I found that I was alone hunting around for the best
position from where to take a shot of the mountain’s shadow. When the sun came
out of the clouds, people immediately started to go down the trail, without
stopping, as if the show was already over.
It was not so. The three dimensional hologram was
there. Even though it wasn’t perfect, it was powerful enough and I was excited
about it.
A hologram seen from Toaca.
A hologram seen from Toaca.
Edelweis flower on Toaca as a bonus.
I stayed there on the peak until quarter past 7 and
then I started to climb down the trail. I had only short time to pack my tent.
I wanted to be by midday down in the valley at Durău resort.
At the camp, Ceahlau.
My tent in the Ceahlau Massif.
At 8:30 am I put down my tent and 9:30 am I passed
Piatra Lacramătă en route to Cascada Duruitoarea.
Piatra Lacramata in morning light.
I made only a short stop at the waterfall. In the
morning it was in deep shadows of the mountain and a bluish cast and strong
contrast were not perfect for successful photography.
Cascada Duruitoarea.
Cascada Duruitoarea.
Cascada Duruitoarea.
Cascada Duruitoarea.
Cascada Duruitoarea.
I hit the trail again, passing along many other
tourists. This part of the mountain is frequented by lots of tourist in summer
season. At midday I arrived at Durău. I washed in mountain stream, bough a beer
at a local bar, ate some bread, cheese and tomatoes bought from a magazine and
went on the road again.
I was hoping to get a lift by a car. Unfortunately I
walked for more than one hour before I got a lift to the main road.
There again I waited for more than an hour for the
lift. This time I was lucky enough. The car was going to Oradea.
I got off at Târgu Mureș. Immediately I walked towards
the train station, only to discover that by means of railway transport, I would
not reach Sighișoara today!
The only solution was to walk back for about twenty
minutes to the place where I got off the car! From there I continued on a large
street toward the margin of the city. The street was very long indeed!
I entered a food store to buy something to drink and
asked the shop assistant how to get to the city margin as quickly as possible.
Her answer was very simple: “Take a bus.”
“Wow that is a good idea! Where is the nearest bus
station?” I asked.
“In front of the shop, just across the street” she
replied.
“Thank you!” I answered and waved good bye.

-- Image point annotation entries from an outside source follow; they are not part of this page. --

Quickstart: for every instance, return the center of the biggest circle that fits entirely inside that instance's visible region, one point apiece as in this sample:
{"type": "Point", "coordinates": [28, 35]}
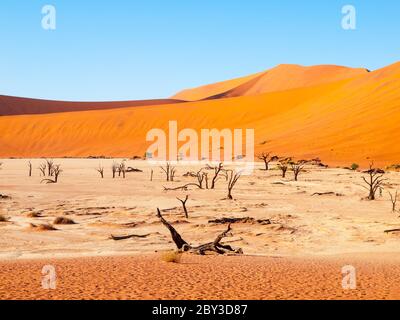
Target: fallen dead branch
{"type": "Point", "coordinates": [240, 220]}
{"type": "Point", "coordinates": [392, 230]}
{"type": "Point", "coordinates": [214, 246]}
{"type": "Point", "coordinates": [182, 188]}
{"type": "Point", "coordinates": [118, 238]}
{"type": "Point", "coordinates": [184, 205]}
{"type": "Point", "coordinates": [327, 194]}
{"type": "Point", "coordinates": [130, 169]}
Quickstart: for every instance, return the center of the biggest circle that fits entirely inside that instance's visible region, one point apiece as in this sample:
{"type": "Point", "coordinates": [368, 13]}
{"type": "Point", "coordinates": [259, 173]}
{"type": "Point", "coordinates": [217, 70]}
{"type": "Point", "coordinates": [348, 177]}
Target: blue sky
{"type": "Point", "coordinates": [128, 49]}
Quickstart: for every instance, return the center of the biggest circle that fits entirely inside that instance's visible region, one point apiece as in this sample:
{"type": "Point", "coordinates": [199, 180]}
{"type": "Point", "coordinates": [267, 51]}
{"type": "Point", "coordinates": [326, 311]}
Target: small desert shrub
{"type": "Point", "coordinates": [63, 220]}
{"type": "Point", "coordinates": [171, 256]}
{"type": "Point", "coordinates": [354, 166]}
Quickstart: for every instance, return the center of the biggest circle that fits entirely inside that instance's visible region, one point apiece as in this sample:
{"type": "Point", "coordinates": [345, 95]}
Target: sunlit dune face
{"type": "Point", "coordinates": [341, 122]}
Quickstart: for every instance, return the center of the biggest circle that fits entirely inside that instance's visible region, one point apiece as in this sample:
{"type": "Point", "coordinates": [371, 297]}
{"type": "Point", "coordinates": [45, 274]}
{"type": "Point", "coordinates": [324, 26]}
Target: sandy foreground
{"type": "Point", "coordinates": [211, 277]}
{"type": "Point", "coordinates": [299, 255]}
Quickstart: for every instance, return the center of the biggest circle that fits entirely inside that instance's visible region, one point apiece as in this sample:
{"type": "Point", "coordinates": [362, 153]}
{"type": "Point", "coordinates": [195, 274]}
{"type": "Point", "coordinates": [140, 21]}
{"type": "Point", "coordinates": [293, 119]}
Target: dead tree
{"type": "Point", "coordinates": [42, 168]}
{"type": "Point", "coordinates": [100, 170]}
{"type": "Point", "coordinates": [265, 156]}
{"type": "Point", "coordinates": [283, 165]}
{"type": "Point", "coordinates": [50, 164]}
{"type": "Point", "coordinates": [122, 169]}
{"type": "Point", "coordinates": [233, 177]}
{"type": "Point", "coordinates": [375, 180]}
{"type": "Point", "coordinates": [30, 169]}
{"type": "Point", "coordinates": [217, 170]}
{"type": "Point", "coordinates": [172, 173]}
{"type": "Point", "coordinates": [297, 168]}
{"type": "Point", "coordinates": [169, 171]}
{"type": "Point", "coordinates": [393, 199]}
{"type": "Point", "coordinates": [114, 169]}
{"type": "Point", "coordinates": [56, 171]}
{"type": "Point", "coordinates": [214, 246]}
{"type": "Point", "coordinates": [184, 205]}
{"type": "Point", "coordinates": [200, 178]}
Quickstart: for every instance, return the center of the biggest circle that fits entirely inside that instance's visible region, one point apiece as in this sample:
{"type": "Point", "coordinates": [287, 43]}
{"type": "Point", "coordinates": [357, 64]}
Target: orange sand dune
{"type": "Point", "coordinates": [280, 78]}
{"type": "Point", "coordinates": [346, 121]}
{"type": "Point", "coordinates": [17, 106]}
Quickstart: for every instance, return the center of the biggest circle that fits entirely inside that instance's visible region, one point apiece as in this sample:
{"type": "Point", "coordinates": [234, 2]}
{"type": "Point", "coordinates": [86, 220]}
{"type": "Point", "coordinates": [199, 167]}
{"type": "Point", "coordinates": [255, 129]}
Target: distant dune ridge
{"type": "Point", "coordinates": [281, 78]}
{"type": "Point", "coordinates": [19, 106]}
{"type": "Point", "coordinates": [342, 115]}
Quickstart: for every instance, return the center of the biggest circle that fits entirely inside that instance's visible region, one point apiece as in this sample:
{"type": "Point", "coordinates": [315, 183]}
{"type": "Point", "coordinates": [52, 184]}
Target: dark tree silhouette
{"type": "Point", "coordinates": [393, 199]}
{"type": "Point", "coordinates": [114, 169]}
{"type": "Point", "coordinates": [169, 171]}
{"type": "Point", "coordinates": [283, 165]}
{"type": "Point", "coordinates": [56, 171]}
{"type": "Point", "coordinates": [297, 168]}
{"type": "Point", "coordinates": [214, 246]}
{"type": "Point", "coordinates": [267, 158]}
{"type": "Point", "coordinates": [42, 168]}
{"type": "Point", "coordinates": [233, 178]}
{"type": "Point", "coordinates": [30, 169]}
{"type": "Point", "coordinates": [100, 170]}
{"type": "Point", "coordinates": [374, 180]}
{"type": "Point", "coordinates": [184, 205]}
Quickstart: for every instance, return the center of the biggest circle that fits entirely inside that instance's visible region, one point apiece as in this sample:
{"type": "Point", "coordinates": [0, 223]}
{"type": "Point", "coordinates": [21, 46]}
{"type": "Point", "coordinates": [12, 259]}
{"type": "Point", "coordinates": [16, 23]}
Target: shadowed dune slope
{"type": "Point", "coordinates": [280, 78]}
{"type": "Point", "coordinates": [341, 122]}
{"type": "Point", "coordinates": [17, 106]}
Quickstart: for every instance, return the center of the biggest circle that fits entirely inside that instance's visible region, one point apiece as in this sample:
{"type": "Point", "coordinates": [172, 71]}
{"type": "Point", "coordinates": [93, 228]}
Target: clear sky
{"type": "Point", "coordinates": [131, 49]}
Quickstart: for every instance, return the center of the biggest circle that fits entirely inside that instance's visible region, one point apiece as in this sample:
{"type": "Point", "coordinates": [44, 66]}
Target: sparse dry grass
{"type": "Point", "coordinates": [63, 220]}
{"type": "Point", "coordinates": [171, 256]}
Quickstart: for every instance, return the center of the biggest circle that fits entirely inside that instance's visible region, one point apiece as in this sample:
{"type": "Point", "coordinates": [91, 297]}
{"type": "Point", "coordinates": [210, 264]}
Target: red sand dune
{"type": "Point", "coordinates": [280, 78]}
{"type": "Point", "coordinates": [343, 121]}
{"type": "Point", "coordinates": [17, 106]}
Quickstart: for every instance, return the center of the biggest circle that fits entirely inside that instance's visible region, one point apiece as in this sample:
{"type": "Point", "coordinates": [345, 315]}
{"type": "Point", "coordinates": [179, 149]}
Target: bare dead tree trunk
{"type": "Point", "coordinates": [176, 237]}
{"type": "Point", "coordinates": [114, 169]}
{"type": "Point", "coordinates": [122, 169]}
{"type": "Point", "coordinates": [297, 168]}
{"type": "Point", "coordinates": [30, 169]}
{"type": "Point", "coordinates": [42, 169]}
{"type": "Point", "coordinates": [184, 205]}
{"type": "Point", "coordinates": [200, 178]}
{"type": "Point", "coordinates": [214, 246]}
{"type": "Point", "coordinates": [217, 171]}
{"type": "Point", "coordinates": [50, 164]}
{"type": "Point", "coordinates": [169, 171]}
{"type": "Point", "coordinates": [56, 171]}
{"type": "Point", "coordinates": [233, 177]}
{"type": "Point", "coordinates": [265, 156]}
{"type": "Point", "coordinates": [393, 199]}
{"type": "Point", "coordinates": [375, 180]}
{"type": "Point", "coordinates": [172, 174]}
{"type": "Point", "coordinates": [100, 170]}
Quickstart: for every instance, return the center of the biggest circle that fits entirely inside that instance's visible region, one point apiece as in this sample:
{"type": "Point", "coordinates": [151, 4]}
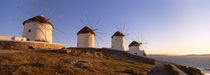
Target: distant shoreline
{"type": "Point", "coordinates": [178, 55]}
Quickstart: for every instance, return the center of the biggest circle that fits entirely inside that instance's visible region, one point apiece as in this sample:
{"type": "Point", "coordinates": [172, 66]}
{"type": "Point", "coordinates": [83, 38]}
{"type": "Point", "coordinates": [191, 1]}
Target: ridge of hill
{"type": "Point", "coordinates": [80, 61]}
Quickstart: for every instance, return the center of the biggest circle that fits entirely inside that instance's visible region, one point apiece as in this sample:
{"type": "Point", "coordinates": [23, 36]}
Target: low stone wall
{"type": "Point", "coordinates": [25, 45]}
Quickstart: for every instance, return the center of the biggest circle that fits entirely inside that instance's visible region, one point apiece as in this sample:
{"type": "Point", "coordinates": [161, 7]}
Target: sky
{"type": "Point", "coordinates": [174, 27]}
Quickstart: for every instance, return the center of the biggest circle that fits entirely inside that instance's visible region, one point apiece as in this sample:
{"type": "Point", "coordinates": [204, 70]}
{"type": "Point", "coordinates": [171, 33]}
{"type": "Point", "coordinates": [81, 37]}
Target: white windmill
{"type": "Point", "coordinates": [86, 36]}
{"type": "Point", "coordinates": [118, 39]}
{"type": "Point", "coordinates": [39, 28]}
{"type": "Point", "coordinates": [136, 47]}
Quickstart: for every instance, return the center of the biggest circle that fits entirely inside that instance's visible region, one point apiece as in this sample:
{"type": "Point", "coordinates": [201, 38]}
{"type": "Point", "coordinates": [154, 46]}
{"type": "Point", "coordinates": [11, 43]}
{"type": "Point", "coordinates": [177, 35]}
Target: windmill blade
{"type": "Point", "coordinates": [60, 23]}
{"type": "Point", "coordinates": [60, 31]}
{"type": "Point", "coordinates": [56, 38]}
{"type": "Point", "coordinates": [117, 27]}
{"type": "Point", "coordinates": [83, 22]}
{"type": "Point", "coordinates": [95, 29]}
{"type": "Point", "coordinates": [99, 38]}
{"type": "Point", "coordinates": [35, 6]}
{"type": "Point", "coordinates": [92, 22]}
{"type": "Point", "coordinates": [78, 27]}
{"type": "Point", "coordinates": [88, 20]}
{"type": "Point", "coordinates": [46, 8]}
{"type": "Point", "coordinates": [100, 33]}
{"type": "Point", "coordinates": [25, 11]}
{"type": "Point", "coordinates": [97, 22]}
{"type": "Point", "coordinates": [51, 12]}
{"type": "Point", "coordinates": [18, 20]}
{"type": "Point", "coordinates": [97, 43]}
{"type": "Point", "coordinates": [54, 18]}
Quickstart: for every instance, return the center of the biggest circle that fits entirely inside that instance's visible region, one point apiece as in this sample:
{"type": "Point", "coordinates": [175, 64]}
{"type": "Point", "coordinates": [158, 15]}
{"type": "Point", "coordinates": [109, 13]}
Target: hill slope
{"type": "Point", "coordinates": [74, 61]}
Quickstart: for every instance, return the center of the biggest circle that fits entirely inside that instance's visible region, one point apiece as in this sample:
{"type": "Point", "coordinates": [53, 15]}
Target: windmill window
{"type": "Point", "coordinates": [29, 30]}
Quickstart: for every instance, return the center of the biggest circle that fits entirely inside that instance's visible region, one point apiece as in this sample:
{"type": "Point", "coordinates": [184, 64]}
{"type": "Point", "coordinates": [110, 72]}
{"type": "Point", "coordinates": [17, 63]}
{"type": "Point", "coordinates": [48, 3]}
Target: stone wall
{"type": "Point", "coordinates": [25, 45]}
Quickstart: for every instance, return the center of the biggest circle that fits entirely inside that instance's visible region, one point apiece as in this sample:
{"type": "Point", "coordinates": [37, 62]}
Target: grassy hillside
{"type": "Point", "coordinates": [62, 63]}
{"type": "Point", "coordinates": [80, 61]}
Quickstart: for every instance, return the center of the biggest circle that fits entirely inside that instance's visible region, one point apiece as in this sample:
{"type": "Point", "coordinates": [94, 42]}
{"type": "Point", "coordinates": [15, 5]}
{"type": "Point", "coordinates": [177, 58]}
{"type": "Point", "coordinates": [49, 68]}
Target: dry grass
{"type": "Point", "coordinates": [50, 63]}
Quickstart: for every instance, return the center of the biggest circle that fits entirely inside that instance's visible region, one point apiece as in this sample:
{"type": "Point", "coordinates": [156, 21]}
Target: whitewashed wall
{"type": "Point", "coordinates": [137, 52]}
{"type": "Point", "coordinates": [12, 38]}
{"type": "Point", "coordinates": [86, 40]}
{"type": "Point", "coordinates": [134, 48]}
{"type": "Point", "coordinates": [39, 31]}
{"type": "Point", "coordinates": [118, 43]}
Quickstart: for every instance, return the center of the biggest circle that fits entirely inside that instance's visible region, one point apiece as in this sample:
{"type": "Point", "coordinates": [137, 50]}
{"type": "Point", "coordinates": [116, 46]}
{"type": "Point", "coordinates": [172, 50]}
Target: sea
{"type": "Point", "coordinates": [201, 62]}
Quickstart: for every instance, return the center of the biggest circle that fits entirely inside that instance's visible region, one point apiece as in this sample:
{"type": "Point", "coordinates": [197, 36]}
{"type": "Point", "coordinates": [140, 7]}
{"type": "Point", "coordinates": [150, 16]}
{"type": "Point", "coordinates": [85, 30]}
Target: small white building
{"type": "Point", "coordinates": [118, 41]}
{"type": "Point", "coordinates": [135, 49]}
{"type": "Point", "coordinates": [86, 38]}
{"type": "Point", "coordinates": [38, 29]}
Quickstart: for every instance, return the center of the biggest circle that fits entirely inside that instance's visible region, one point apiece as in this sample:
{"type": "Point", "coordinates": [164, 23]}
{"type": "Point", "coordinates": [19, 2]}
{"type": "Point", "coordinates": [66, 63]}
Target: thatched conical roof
{"type": "Point", "coordinates": [86, 29]}
{"type": "Point", "coordinates": [39, 18]}
{"type": "Point", "coordinates": [135, 43]}
{"type": "Point", "coordinates": [118, 33]}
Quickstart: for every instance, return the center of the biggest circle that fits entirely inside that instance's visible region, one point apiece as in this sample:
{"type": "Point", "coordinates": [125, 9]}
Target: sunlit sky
{"type": "Point", "coordinates": [168, 26]}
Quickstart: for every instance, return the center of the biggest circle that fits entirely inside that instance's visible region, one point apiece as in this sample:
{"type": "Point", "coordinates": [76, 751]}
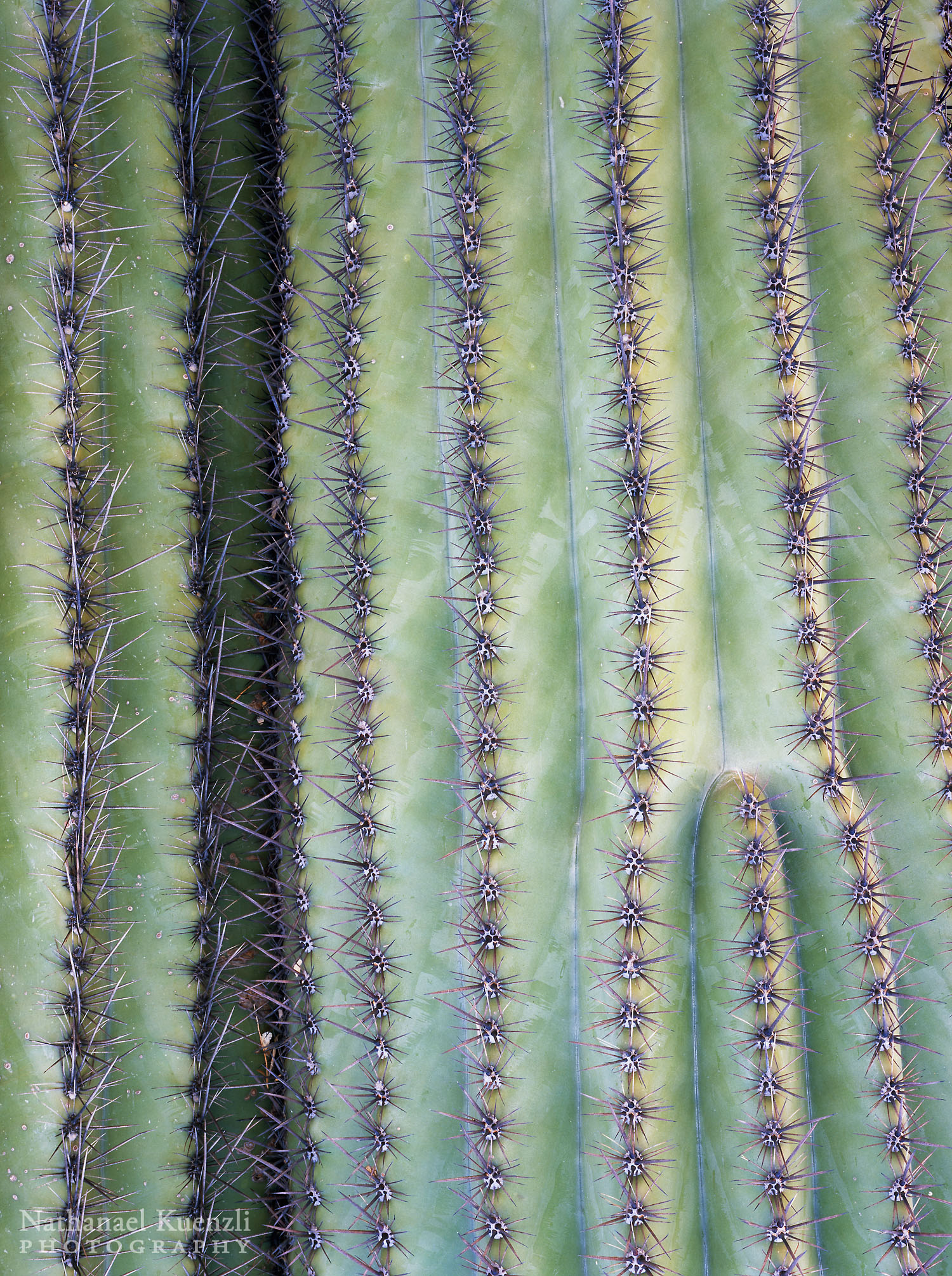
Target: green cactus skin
{"type": "Point", "coordinates": [756, 997]}
{"type": "Point", "coordinates": [256, 1070]}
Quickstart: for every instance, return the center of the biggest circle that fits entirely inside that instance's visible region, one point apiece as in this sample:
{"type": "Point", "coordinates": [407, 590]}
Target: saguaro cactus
{"type": "Point", "coordinates": [478, 716]}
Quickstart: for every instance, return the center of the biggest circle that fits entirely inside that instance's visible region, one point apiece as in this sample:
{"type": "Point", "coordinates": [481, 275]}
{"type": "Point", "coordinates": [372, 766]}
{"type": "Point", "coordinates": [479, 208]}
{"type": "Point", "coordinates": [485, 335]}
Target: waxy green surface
{"type": "Point", "coordinates": [731, 679]}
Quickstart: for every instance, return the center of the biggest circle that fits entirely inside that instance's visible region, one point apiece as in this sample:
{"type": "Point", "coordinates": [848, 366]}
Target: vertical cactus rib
{"type": "Point", "coordinates": [900, 194]}
{"type": "Point", "coordinates": [367, 919]}
{"type": "Point", "coordinates": [770, 1036]}
{"type": "Point", "coordinates": [880, 946]}
{"type": "Point", "coordinates": [280, 1002]}
{"type": "Point", "coordinates": [60, 93]}
{"type": "Point", "coordinates": [630, 963]}
{"type": "Point", "coordinates": [468, 258]}
{"type": "Point", "coordinates": [189, 60]}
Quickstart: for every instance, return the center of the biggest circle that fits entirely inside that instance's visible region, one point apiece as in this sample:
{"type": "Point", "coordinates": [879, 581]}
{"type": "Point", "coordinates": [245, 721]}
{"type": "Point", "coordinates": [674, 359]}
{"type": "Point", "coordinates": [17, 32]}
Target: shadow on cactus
{"type": "Point", "coordinates": [478, 715]}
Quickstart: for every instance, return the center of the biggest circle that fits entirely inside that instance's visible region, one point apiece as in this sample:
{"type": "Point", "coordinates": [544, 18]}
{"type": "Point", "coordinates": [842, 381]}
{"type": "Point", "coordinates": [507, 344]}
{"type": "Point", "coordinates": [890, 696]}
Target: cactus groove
{"type": "Point", "coordinates": [477, 707]}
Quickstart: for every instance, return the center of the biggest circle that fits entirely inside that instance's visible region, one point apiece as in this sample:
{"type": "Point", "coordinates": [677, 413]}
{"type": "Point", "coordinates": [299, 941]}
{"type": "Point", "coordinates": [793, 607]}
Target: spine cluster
{"type": "Point", "coordinates": [187, 100]}
{"type": "Point", "coordinates": [364, 950]}
{"type": "Point", "coordinates": [282, 1002]}
{"type": "Point", "coordinates": [803, 543]}
{"type": "Point", "coordinates": [60, 96]}
{"type": "Point", "coordinates": [899, 194]}
{"type": "Point", "coordinates": [628, 437]}
{"type": "Point", "coordinates": [467, 261]}
{"type": "Point", "coordinates": [770, 1022]}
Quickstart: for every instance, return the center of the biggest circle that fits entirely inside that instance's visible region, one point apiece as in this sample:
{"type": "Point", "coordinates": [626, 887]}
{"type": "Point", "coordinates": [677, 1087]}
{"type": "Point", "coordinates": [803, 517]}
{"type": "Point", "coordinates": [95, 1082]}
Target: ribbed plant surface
{"type": "Point", "coordinates": [477, 705]}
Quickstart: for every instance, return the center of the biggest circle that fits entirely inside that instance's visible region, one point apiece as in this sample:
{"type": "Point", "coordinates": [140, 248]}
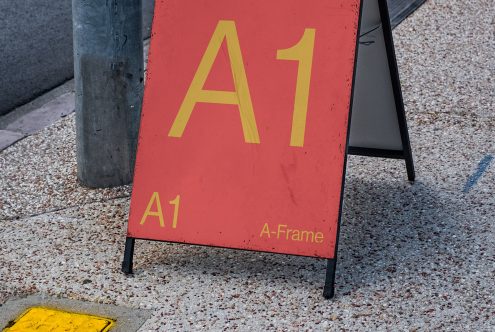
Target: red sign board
{"type": "Point", "coordinates": [244, 124]}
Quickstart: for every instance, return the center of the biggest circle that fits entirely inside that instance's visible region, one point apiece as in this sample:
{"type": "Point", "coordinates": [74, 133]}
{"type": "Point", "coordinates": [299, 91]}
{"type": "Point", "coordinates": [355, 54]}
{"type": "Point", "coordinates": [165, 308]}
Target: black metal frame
{"type": "Point", "coordinates": [329, 288]}
{"type": "Point", "coordinates": [406, 152]}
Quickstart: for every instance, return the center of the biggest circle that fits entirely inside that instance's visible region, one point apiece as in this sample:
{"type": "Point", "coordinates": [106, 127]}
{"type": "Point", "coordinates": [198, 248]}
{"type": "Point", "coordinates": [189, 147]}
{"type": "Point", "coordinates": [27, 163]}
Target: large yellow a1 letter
{"type": "Point", "coordinates": [240, 97]}
{"type": "Point", "coordinates": [158, 213]}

I got there immediately. There I asked a man which
number of bus I should take. The men replied that he goes in the same direction
and told me that he would tell me where to get off.
On the next station I waited for another bus to Sighișoara,
which arrived at about 8:15 pm. One hour and fifteen minutes later I got off
the bus in Sighișoara, where I had 45 minutes to have a
dinner in a restaurant and to buy some drinks and food for the long journey
home.
At 22:20 I embarked on a train to Budapest and my Ceahlău
adventure was suddenly over. I always ask myself: “Why these adventures end so
abruptly and what am I doing in the train?” “Why am I returning so early after
I descended from the mountain?” The answer was that these adventures are an escape
from everyday life and I don’t have more time available to stay there longer.
Simply from time to time I need to recharge my personal batteries in the
simplified world of the mountain world which touches my soul.
Recharging my personal batteries in Cehlau in 2012.
Nevertheless, six days later I was headed towards
Romania again!
My second trip to the Ceahlău Mountain ended and I
promised myself that I will return there in the future. Each trip was
different. The first one was easy the second one was difficult. Maybe on my
third excursion I will find a balance between easy and difficult trip. I will
plan it for more days, because the beauty of the massif is simply unsurpassable
in this part of the Carpathian Mountains. In my post from 2012 I was talking
about expressing my love for outdoors. All my previous and later journeys to
the mountains are expression of this love!